Wendell, Cornelius

Born: 1813-02-20 Albany, New York

Died: 1870-10-09 Northampton, Massachusetts

Cornelius Wendell, a printer, aided in the establishment of the Detroit Free Press and the Albany Atlas. He served as a government printing contractor in Washington, DC, from 1846 to 1861. From 1846 to 1850, Wendell was printer of the U.S. Congress, and from 1856 to 1857, he was printer of the U.S. Senate. In 1856, Wendell erected and fitted up a new building in the Washington, DC, to serve as the first government printing office. Wendell purchased the Washington Union, a paper that supported President James Buchanan and his administration, in 1857, and in 1858, Stephen A. Douglas verbally attacked Wendell in the second Lincoln-Douglas Debate in Freeport for supporting Abraham Lincoln's run for U.S. Senate, calling him the "most corrupt of all corrupt men." Unable to profit from the paper, Wendell transferred ownership of the Union to Gen.

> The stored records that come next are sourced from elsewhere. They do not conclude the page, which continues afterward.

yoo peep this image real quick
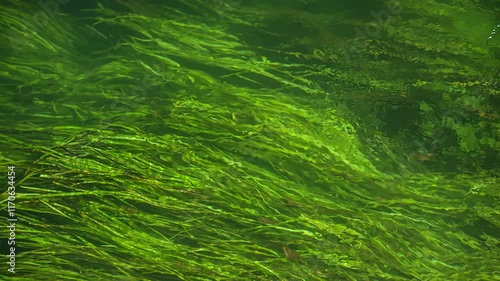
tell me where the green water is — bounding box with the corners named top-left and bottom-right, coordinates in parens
top-left (0, 0), bottom-right (499, 280)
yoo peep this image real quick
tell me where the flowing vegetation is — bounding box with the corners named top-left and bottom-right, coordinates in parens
top-left (0, 0), bottom-right (498, 280)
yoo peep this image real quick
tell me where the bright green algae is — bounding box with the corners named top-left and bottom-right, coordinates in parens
top-left (0, 0), bottom-right (498, 280)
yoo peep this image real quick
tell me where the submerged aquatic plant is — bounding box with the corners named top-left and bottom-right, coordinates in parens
top-left (0, 0), bottom-right (498, 280)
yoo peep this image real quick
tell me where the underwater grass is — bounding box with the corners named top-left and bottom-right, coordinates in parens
top-left (0, 0), bottom-right (499, 280)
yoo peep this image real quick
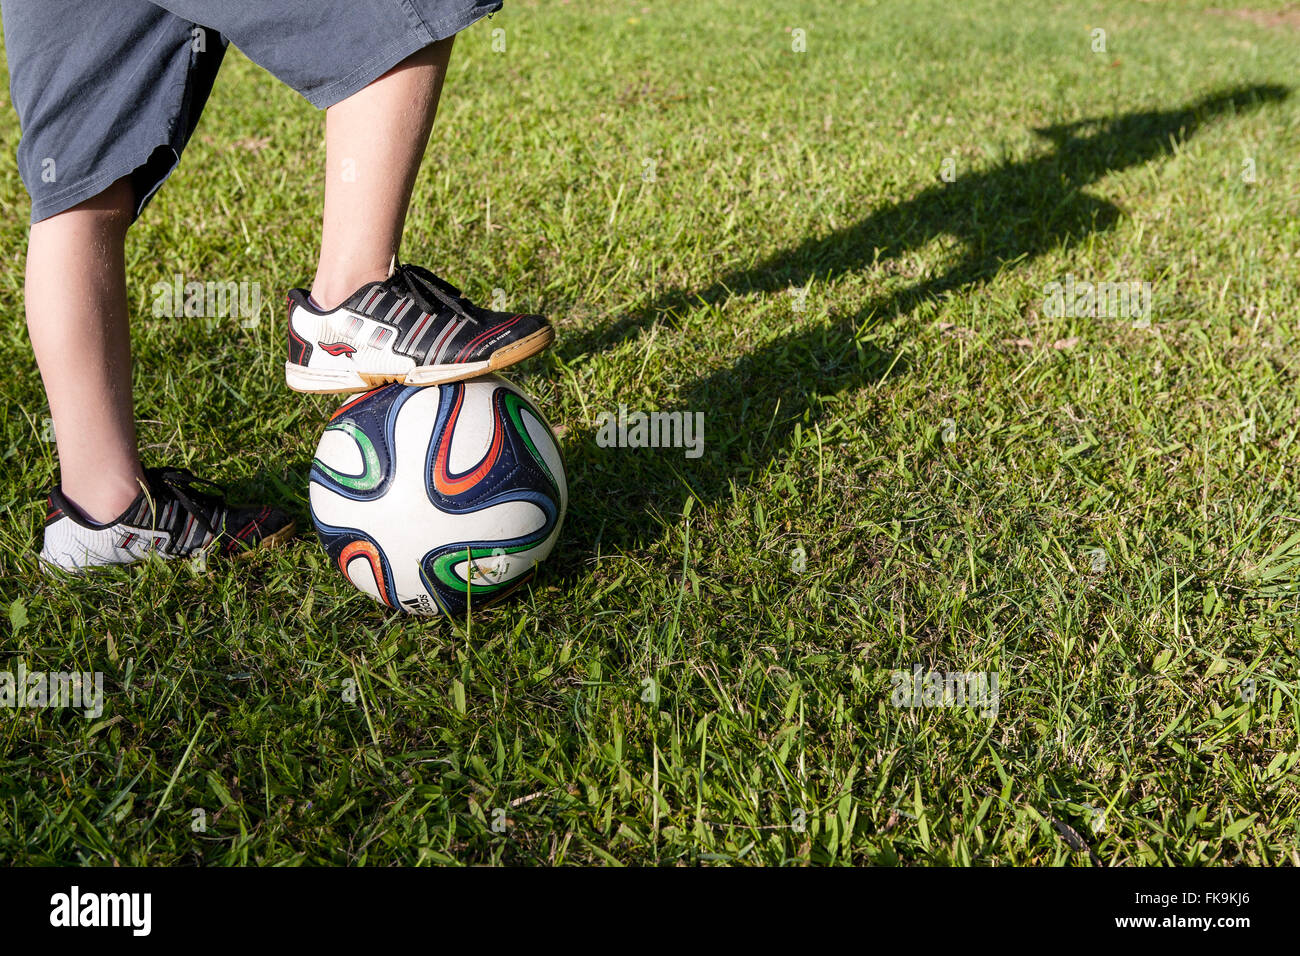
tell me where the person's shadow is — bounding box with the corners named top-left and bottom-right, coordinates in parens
top-left (554, 84), bottom-right (1290, 566)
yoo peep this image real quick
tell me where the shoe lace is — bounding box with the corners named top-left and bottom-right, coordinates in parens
top-left (141, 467), bottom-right (225, 544)
top-left (384, 262), bottom-right (477, 323)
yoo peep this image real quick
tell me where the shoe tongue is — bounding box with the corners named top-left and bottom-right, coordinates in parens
top-left (343, 268), bottom-right (467, 319)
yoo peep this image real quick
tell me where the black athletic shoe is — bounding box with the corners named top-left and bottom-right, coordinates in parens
top-left (40, 467), bottom-right (295, 572)
top-left (284, 261), bottom-right (553, 394)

George W. Bowman in 1859. In 1860, Wendell owned real property valued at $125,000 and had a personal estate of $75,000.

Wendell married Mary Hinckley and the couple had five children.

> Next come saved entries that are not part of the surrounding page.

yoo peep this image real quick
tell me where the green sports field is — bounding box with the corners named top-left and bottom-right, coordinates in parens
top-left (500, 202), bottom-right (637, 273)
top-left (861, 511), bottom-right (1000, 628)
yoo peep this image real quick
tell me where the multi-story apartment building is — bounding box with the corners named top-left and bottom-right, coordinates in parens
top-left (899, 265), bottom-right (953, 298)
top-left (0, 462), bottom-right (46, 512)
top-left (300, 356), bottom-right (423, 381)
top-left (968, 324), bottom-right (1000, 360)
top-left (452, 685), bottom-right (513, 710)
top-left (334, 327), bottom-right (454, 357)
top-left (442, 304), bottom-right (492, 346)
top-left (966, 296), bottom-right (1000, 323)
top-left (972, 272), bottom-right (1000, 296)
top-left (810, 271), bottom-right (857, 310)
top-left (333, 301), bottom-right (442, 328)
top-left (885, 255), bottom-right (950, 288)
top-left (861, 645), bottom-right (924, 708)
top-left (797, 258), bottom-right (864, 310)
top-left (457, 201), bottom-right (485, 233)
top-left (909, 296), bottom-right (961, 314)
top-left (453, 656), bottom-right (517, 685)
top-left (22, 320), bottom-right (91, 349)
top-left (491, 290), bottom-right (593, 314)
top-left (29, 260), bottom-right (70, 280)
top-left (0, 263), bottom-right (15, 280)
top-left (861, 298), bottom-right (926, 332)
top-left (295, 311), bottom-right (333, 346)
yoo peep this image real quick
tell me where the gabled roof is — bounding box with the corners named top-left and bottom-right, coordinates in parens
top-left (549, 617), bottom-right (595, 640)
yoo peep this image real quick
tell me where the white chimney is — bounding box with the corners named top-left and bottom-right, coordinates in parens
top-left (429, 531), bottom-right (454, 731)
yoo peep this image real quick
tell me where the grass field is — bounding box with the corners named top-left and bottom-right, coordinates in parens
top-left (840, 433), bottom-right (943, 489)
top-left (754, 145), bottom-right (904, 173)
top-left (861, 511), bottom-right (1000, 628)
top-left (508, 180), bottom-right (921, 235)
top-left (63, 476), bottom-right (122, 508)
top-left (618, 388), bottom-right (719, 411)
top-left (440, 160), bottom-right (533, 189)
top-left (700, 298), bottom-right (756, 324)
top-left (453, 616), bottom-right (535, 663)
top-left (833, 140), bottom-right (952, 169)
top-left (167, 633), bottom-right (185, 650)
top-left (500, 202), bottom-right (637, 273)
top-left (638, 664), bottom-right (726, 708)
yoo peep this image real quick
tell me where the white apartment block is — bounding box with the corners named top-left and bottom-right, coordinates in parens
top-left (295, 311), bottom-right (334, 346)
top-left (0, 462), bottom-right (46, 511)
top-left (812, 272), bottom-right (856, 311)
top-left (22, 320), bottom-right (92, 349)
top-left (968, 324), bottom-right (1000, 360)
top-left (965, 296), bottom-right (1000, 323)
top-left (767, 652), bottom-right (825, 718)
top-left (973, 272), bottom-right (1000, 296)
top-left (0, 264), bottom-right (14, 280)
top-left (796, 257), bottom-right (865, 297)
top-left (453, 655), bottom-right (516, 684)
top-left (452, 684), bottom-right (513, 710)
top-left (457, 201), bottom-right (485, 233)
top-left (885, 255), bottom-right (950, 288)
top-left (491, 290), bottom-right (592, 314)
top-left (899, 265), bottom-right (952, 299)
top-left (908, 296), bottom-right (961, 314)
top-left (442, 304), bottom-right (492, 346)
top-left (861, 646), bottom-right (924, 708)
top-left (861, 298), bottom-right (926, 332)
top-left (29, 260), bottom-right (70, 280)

American Dictionary of Printing and Bookmaking (New York: Howard Lockwood, 1894), 577; Monmouth Democrat (Freehold, NJ), 20 October 1870, 2:4; 100 GPO Years 1861-1961: A History of United States Public Printing (Washington, D.C.: U.S. Government Printing Office, 1961), 26-27, 43, 161; U.S. Census Office, Eighth Census of the United States (1860), Ward 4, District of Columbia, Washington, DC, 275; Daily Illinois State Journal (Springfield), 3 September 1858, 2:2; Illinois Daily State Journal (Springfield), 29 April 1861, 1:2; Gravestone, Glenwood Cemetery, Washington, DC.